Qu'est-ce que la taxonomie ?

La taxonomie du cachalot volant est à l’état d’étude perpétuel sur ce site, d’où la page concernée. Pour mieux comprendre le terme, en voici une définition empruntée à Wikipédia :

La taxinomie, ou taxonomie est une science, branche de la biologie, qui a pour objet de décrire les organismes vivants et de les regrouper en entités appelées taxons afin de les identifier puis les nommer et enfin les classer et de les reconnaitre via des clés de détermination dichotomiques. Elle complète la systématique qui est la science qui organise le classement des taxons et leurs relations.

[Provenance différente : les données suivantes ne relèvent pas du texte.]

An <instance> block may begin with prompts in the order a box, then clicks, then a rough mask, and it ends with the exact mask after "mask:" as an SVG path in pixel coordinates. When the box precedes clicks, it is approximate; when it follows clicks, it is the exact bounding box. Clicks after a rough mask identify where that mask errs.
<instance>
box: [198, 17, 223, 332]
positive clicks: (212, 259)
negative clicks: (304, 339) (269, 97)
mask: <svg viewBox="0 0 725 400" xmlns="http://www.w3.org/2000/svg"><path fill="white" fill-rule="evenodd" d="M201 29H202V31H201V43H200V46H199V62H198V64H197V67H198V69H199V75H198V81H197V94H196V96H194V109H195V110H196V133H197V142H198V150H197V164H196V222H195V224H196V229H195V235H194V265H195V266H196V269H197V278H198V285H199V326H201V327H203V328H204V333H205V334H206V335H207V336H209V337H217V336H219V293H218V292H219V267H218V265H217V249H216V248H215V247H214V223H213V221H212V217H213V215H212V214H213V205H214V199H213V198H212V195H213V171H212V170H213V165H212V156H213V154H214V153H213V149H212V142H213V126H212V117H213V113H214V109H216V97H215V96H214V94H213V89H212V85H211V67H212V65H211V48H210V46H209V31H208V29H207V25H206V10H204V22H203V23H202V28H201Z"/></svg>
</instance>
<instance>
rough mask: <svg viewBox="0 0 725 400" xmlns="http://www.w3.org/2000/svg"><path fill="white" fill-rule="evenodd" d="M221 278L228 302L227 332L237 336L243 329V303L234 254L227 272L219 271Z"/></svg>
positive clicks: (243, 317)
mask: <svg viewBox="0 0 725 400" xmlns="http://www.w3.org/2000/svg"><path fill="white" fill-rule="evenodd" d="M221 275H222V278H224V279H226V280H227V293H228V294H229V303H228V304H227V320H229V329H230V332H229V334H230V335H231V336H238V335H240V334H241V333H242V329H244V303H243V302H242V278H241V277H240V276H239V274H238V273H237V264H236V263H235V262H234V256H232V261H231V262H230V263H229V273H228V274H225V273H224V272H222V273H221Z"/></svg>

Parmi ces méthodes, les plus récentes incluent une nouvelle approche conceptuelle de la classification mais aussi des méthodes d’analyse d’éléments empiriques restés longtemps ignorés de la science avant l’arrivée, au cours de la seconde moitié du XXe siècle, des découvertes de la biologie moléculaire.

La taxinomie s’étend maintenant à d’autres sciences, entre autres les sciences humaines et sociales, les sciences de l’information ou l’informatique.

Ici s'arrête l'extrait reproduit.